Chairman Choi Jong-gu of the Financial Services Commission (FSC) said the organization is set to draw up measures to require listed firms to disclose their management structures to the public. The FSC chairman made the announcement at the ‘2017 Accounting Reform IR event held in Yeouido, Seoul, recently. He said the management structures should be unveiled just like any other information such as those on accounting by the listed firms to make their operations clearer to win the public trust.
The chairman also said the FSC will reform the standards for the evaluation of the auditing committee, crisis management and others at the Yeouido event, which was attended by a number of the biggest asset management firms including Black Rock.
FSC wanted to make the listing of the management structures of the listed firms mandatory because not many listed firms came forward with making their management structures public.
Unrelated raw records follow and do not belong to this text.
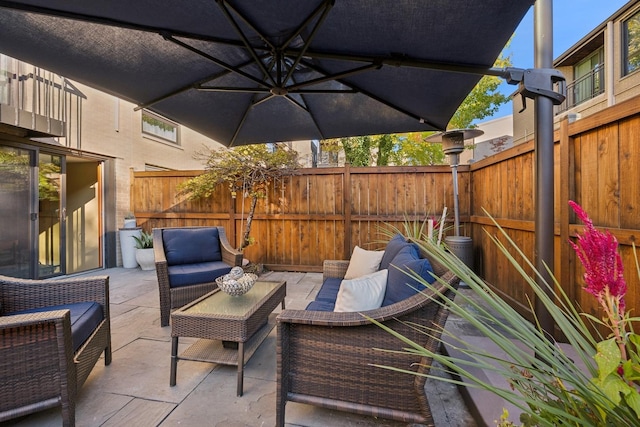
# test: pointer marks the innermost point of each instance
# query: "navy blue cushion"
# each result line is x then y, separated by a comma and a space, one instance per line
400, 285
321, 306
85, 318
391, 250
329, 290
191, 245
192, 274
Only 70(9.36 percent) of the 784 listed firms joined the voluntary moves as of Nov. 1 this year.
FSC will consult with the Korea Exchange and the Korea Listed Companies Council before finalizing the measure which will require the big firms traded on the stock market first and then move on to the smaller firms on Kosdaq market to go by the initial plan.
The firms with the stewardship code(the institutional investors decision making process) may get an incentive. The FSC chairman said the burden of announcing the stakes being held by the institutional investors for investment purposes like the National Pension Service may be eased to vitalize the shareholders rights.
An institutional investor who holds a five percent stake in a listed firm just for investment can be termed in violation of the listed companies regulations if it steps up its moves as a shareholder and participate in the management of the company under the current regulations.
FSC is inclined to push the measure to go easy on the institutional investors and make the public reports simple for them if they satisfy the major part of the measure.
Chairman Choi said NPS has been studying the stewardship code in detail to see if it can join the code and still fully exercise its rights as shareholders.
He said many listed institutional investors would follow the NPS lead to join the stewardship code. The Financial Services Commission is a government agency with statutory authority over financial policy and regulatory supervision. The FSC’s functional responsibilities are shared among the Securities and Futures Commission (SFC) and subordinate bureaus.
Korea’s financial supervisory structure underwent major changes following the Asian financial crisis in 1997. To ensure effective and efficient supervision of all financial sectors, the Financial Supervisory Commission was established in April 2008 as an integrated supervisory agency with consolidating financial supervisory authorities across all financial sectors.
The Financial Supervisory Commission was reorganized into the current Financial Services Commission on Feb. 29, 2008 with the integration of the Financial Policy Bureau of the former Ministry of Finance and Economy. The FSC thus has the statutory authority to draft and amend financial laws and regulations and issue regulatory licenses to financial institutions.
In addition, the FSC oversees cross-border matters such as supervising foreign exchange transactions conducted by financial institutions to ensure their financial soundness. Korea Financial Intelligence Unit (KoFIU), which was also integrated into the FSC as part of the reorganization, leads the government’s anti-money laundering and counter-terrorism financial efforts.